I’m about to tear my way free from his hold, but as soon as I touch his wrists I change my mind. I place my hands over his instead, holding them to my cheeks so that I no longer feel trapped, but rather safe. It’s the look in his eyes that’s done it. Flipped everything around on me and left me reeling. He looks…with that look in his eyes, it’s almost as if he’s begging me to do it. So I do.
 
“Okay, fine. Why? Why are you the way that you are?” A light goes on behind Zeth’s eyes. He blows out the breath he’s been holding, his eyelids fluttering. It’s like a tension inside of him has been cut or extinguished somehow. I know instantly that I’ve asked the right question. “Why do you have that black duffel bag? What happened to you? Who made you the way that you are?” I pause. Take a deep breath. “Who hurt you?”
 
The pressure of his hands increases as he tightens his hold on my face. He leans in even farther, so that our lips are a hair’s breadth apart.
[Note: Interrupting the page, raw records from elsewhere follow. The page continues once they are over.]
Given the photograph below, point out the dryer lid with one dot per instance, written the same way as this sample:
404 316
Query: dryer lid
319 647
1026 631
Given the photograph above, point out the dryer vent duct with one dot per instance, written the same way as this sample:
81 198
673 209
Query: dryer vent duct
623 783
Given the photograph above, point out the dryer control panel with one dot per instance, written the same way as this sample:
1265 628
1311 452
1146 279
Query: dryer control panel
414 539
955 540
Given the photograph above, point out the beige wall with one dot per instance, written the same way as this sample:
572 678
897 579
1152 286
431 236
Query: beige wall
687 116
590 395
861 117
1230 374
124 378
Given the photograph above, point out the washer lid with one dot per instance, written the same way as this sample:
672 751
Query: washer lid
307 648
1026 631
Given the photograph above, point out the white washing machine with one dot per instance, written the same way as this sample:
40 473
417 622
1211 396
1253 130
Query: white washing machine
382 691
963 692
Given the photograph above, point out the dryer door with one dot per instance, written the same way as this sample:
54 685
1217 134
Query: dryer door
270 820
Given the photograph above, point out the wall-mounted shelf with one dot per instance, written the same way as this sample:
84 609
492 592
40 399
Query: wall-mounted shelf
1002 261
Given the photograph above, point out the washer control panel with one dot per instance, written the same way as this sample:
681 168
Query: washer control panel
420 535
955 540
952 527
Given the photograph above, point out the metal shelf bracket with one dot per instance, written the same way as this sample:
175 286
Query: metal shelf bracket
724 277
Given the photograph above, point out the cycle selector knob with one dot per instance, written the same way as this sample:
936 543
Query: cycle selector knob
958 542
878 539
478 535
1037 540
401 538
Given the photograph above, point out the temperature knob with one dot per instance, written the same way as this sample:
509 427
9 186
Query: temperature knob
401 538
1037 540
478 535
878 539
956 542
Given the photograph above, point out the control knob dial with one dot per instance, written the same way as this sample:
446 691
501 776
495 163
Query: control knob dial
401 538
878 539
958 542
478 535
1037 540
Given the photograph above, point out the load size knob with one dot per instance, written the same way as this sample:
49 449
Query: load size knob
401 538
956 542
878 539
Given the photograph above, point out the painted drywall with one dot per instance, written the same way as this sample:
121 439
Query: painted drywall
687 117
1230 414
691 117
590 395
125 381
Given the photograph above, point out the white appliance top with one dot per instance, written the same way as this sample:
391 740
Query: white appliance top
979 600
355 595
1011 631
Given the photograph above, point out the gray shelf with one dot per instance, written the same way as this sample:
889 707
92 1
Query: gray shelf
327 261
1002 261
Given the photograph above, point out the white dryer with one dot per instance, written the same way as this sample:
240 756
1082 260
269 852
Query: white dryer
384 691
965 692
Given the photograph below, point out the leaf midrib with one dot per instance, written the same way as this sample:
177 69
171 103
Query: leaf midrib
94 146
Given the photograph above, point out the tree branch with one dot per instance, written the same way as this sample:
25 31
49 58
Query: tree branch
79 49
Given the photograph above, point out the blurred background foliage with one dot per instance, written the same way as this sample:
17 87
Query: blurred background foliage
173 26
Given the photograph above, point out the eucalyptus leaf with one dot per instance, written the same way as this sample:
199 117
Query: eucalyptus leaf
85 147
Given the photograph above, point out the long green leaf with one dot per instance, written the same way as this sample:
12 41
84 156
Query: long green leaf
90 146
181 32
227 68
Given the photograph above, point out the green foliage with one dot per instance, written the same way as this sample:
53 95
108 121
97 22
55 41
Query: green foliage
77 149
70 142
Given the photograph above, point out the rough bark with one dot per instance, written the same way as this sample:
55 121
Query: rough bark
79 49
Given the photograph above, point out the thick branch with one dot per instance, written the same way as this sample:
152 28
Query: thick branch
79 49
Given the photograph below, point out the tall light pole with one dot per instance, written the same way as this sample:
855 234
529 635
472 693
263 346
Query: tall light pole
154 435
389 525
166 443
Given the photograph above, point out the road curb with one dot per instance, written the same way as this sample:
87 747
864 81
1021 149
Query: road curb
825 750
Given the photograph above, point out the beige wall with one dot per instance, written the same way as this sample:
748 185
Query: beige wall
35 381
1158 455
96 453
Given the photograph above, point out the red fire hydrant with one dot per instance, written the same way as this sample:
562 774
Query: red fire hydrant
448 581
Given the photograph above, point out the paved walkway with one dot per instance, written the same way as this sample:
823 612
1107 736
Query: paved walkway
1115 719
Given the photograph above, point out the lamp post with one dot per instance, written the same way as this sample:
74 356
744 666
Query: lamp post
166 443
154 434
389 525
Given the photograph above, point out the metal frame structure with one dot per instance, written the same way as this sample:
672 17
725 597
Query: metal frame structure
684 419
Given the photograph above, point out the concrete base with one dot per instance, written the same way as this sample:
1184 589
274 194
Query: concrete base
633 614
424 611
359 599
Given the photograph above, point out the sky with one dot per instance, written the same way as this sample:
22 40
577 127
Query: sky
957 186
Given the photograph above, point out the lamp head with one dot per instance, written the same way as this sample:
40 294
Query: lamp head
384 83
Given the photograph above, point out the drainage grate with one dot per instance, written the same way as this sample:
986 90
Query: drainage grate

The close proximity is torturous; I’m trembling by the time he speaks. Even the movement of his lips faintly brushing mine as he talks is enough to make my heart slam against my ribcage.
 
“There we go, angry girl. The million-dollar question. Are you ready for the answer?”
 
I don’t know if I am or not, but the time has come. I nod my head just once, dizzy from the sensation of his breath skating over my mouth.
 
“Nobody hurt me, Sloane. No one made me who I am. I wasn’t molested or abused, or made to perform disturbing sexual acts. You have to know that there isn’t always a sinister shadow standing over the shoulder of someone like me. We’re a rare and dark breed. I carry that bag because I like it. I cut myself while I’m fucking sometimes because I like it. I play with a knife occasionally because I like it. I do all of the things that I do to you because I like it. And you know what, angry girl? The thing that disturbs you the most…”
 
My breath catches in my throat. I can hardly fucking breathe. Zeth’s tongue carefully flicks out, teasing my upper lip just once. I close my eyes as his words hit home, words that are whispered yet more powerful than a shout.
 
“…is that you like it, too. You’re just like me, Sloane. You’re just like me.”